海賊とは略奪行為や殺人、婦女暴行など乱暴なことばかりする野蛮人ぞろいと言うのが一般的なイメージである。
 もちろんセシリアも例外ではなく、むしろ副大提督の娘として海賊達の悪口はよく耳にしてきた。


 だが―――


 「お頭〜、もう遅いっすよ〜。あやうく捕まるとこでしたよ〜」
 「あっはっは、わりぃわりぃ」
 「笑い事じゃないっすよ、もぉ〜」
 「ははははははははは」


 目の前の光景に、セシリアは開いた口が塞がらなかった。
 これが世に恐れられている海賊なのだろうか。

 「ありえないわ」
 ポツリともらした呟きが聞こえたのか、大口を開けて笑っていた海賊の一人がセシリアに気付いた。

 「お頭、何なんですかこの女は!?」
 「女・・・?」

 笑い声がピタリと止んで、視線がセシリアに集まる。
 思わず怯んで後退ろうとした肩にルキアが手を回して自分の方へ引き寄せた。
 「!!」
 そして、体を強張らせて息を潜めるセシリアをおもしろそうに眺めた後、こちらを見詰める仲間に向かって高らかに宣言した。

 「こいつは今日からオレたちの仲間になるセシリアだ。・・お前達、いじめんなよ?」

 辺りが一瞬にして静まりかえった。

 俯いていても分かる。刺すような視線が自分に集まっている事を。

 ――もうやだっ・・

 それに耐え切れなくなった頃、沈黙が突如として破られた。


 「オレは認めないぞ!」


 セシリアは、はっとして顔を上げた。
 突然沈黙が破られた事にももちろん驚いたが、その声が高く、まだ少年のような響きがあった事の方がセシリアを驚かせた。

 目を向けた先――沢山の男達に混じって、ひどく不釣合いな小柄な姿が目にうつる。

 「子供・・?」

 なぜこんな、海賊船なんかに?

 よく見れば、まだ10歳かそこらの華奢な少年だ。
 勝気そうな目には怒りを称え、精一杯こちらを睨みつけている。

 「ルキア、オレは認めないからな!そんな・・そんな貴族の女なんか!!」
 「レン」
 「っ・・・だって・・」

 窘めるように言われ、少年は悔しそうに唇を噛んだ。

 ――何なの?

 展開が飲み込めずに困惑するセシリアの肩をルキアは軽く叩いてから口を開いた。

 「詳しい事はまた後でだ。

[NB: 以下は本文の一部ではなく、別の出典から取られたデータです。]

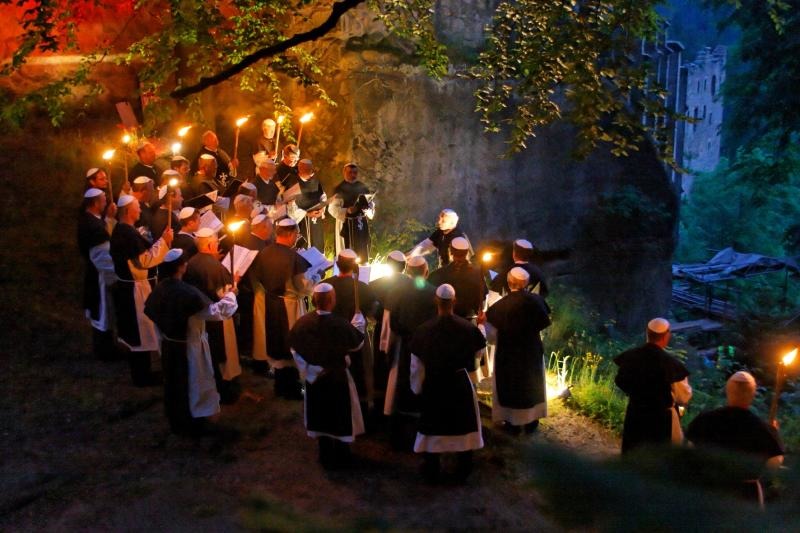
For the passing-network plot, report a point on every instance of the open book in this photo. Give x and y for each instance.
(210, 220)
(242, 259)
(319, 263)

今はここを離れるぞ。梶を取れ」

 その声に男達は反応して、すばやくそれぞれの作業に取り掛かっていく。

 先ほどまでの海賊とは見違えるような素早さに目を白黒させていると、レンと呼ばれた少年がこちらに近付いて来た。

 自然、少年を見下ろす形となり、それがまた気に食わなかったのか、

 「絶対ここから追い出してやる。覚悟しておけよ!」

 吐き捨てるようにそれだけ言うと、セシリアの横を通り過ぎ、船内に入って行った。


 歓迎されるとは思っていなかったが、あそこまで嫌悪されるとも正直思っていなかった。

 「一体何だって言うのよ・・・」

 これからあの少年に何をされるかと思うと頭を抱えるしかなかないセシリアであった。